CORRECTION: It was mistakenly noted in the original version of this piece that Ray Goforth was a Boeing executive when in fact he is the Executive Director of the SPEAA.
As defense industry titan Boeing enjoys record sales and income it has made shifting costs to its engineers and technical workers a focal point of contract negotiations with the Society of Professional Engineering Employees in Aerospace (SPEAA).
Smaller salary pools and higher shares of medical costs are among the concessions being hurled at Boeing’s union workforce during the contentious talks that SPEAA Representatives have said are something close to “trickery.” Union officials have gone as far as saying that Boeing has abandoned negotiations.

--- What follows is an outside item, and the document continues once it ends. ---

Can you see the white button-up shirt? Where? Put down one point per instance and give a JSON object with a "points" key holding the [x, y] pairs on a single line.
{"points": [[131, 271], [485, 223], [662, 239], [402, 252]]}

With five weeks left to agree on a contract, Boeing is using a new tactic of reminding awaiting union members of the company’s successes instead of being transparent:
Boeing negotiators are “going to conduct a public relations campaign directly to the membership and then drop a bad offer at the last minute to give you as little time as possible to study it,” wrote Ray Goforth, executive director of the Society of Professional Engineering Employees in Aerospace, in a message to union members. “Think about that. Boeing is afraid to let you see their contract offer until after they’ve spent a couple months selling the individual components to you.”
The brazenness of Boeing’s leadership is actually quite remarkable. In a Twitter exchange last week, Goforth publicized the aero-Goliath’s outright disregard for the interests of employees as they waxed Orwellian in calling worker concessions “market alignment.”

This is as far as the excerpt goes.